A Disaggregated Packet Processing Architecture for Network Function Virtualization

Abstract

Network Function Virtualization (NFV) promises to reduce the capital and operational expenditure for network operators by moving packet processing from purpose-built hardware to software running on commodity servers. However, the state-of-the-art in NFV is merely replacing monolithic hardware with monolithic Virtual Network Functions (VNFs), i.e. , software that realizes different network functions. This is a good first step towards transitioning to NFV, however, common functionality is repeatedly implemented in monolithic VNFs. Repeated execution of such redundant functionality is particularly common when VNFs are chained to realize Service Function Chains (SFCs) and results in wasted infrastructure resources. This stresses the need for re-architecting the NFV ecosystem, through modular VNF design and flexible service composition. From this perspective, we propose MicroNF ( $\mu $ NF in short), a disaggregated packet processing architecture facilitating the deployment of VNFs and SFCs using reusable, loosely-coupled, and independently deployable components. We have implemented the proposed system, including the different architecture components and optimizations for improving packet processing throughput and latency.

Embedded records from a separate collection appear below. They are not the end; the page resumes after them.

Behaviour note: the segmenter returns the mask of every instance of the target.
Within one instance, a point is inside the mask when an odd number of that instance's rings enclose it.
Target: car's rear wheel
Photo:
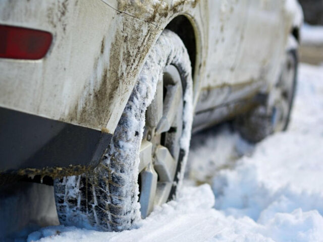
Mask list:
[[[165,30],[146,59],[98,166],[55,181],[61,223],[128,229],[175,195],[193,115],[189,57],[179,37]]]
[[[236,127],[248,141],[257,142],[287,129],[296,86],[297,53],[296,49],[286,52],[279,79],[265,103],[236,119]]]

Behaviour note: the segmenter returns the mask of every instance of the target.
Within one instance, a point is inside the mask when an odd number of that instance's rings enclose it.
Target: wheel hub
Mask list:
[[[177,68],[168,66],[146,112],[139,154],[141,217],[169,199],[176,173],[183,130],[183,90]]]

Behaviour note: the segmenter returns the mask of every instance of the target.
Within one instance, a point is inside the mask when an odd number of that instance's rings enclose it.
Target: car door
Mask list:
[[[282,12],[284,0],[250,0],[244,31],[241,36],[234,72],[235,83],[253,84],[256,90],[274,78],[285,48]],[[257,85],[256,83],[258,83]]]
[[[206,72],[196,111],[216,106],[229,94],[228,90],[214,94],[217,88],[229,85],[244,32],[249,0],[210,0]],[[217,98],[213,98],[217,97]]]

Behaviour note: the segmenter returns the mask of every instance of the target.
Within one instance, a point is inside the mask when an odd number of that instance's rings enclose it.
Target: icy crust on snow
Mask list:
[[[105,159],[93,174],[64,178],[63,184],[66,186],[66,189],[63,192],[60,191],[60,183],[56,182],[56,188],[59,192],[56,200],[65,201],[63,204],[58,203],[58,211],[63,224],[101,230],[123,230],[129,229],[140,220],[140,205],[137,202],[139,189],[136,181],[145,113],[153,99],[157,82],[163,75],[164,68],[169,65],[174,65],[179,69],[184,83],[184,129],[180,140],[181,148],[185,151],[182,161],[183,170],[189,146],[193,115],[191,63],[180,38],[166,30],[149,52],[115,131]],[[179,175],[182,177],[183,173],[182,171]],[[82,177],[87,183],[95,185],[89,187],[93,201],[90,201],[90,204],[86,207],[83,207],[81,202],[84,199],[82,198],[84,195],[80,192],[83,188],[80,185]],[[111,180],[115,183],[116,179],[119,183],[118,187],[121,187],[112,189]],[[99,189],[95,187],[99,187]],[[112,187],[116,186],[113,184]],[[107,199],[102,202],[100,197],[106,197]],[[69,204],[68,201],[71,199],[77,200],[77,207]],[[86,203],[89,203],[87,200]],[[105,212],[111,211],[111,207],[116,206],[118,211],[122,210],[122,212],[117,215]],[[102,212],[97,212],[98,208],[99,210],[104,211],[103,215]]]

Extensive experiments on a testbed demonstrate that: (i) compared to monolithic VNF based SFCs, those composed of $\mu $ NFs achieve the same packet processing throughput while using less CPU cycles per packet on average; and (ii) $\mu $ NF-based SFCs can sustain the same packet processing throughput as those based on state-of-the-art run-to-completion VNF architecture while using lesser number of CPU cores.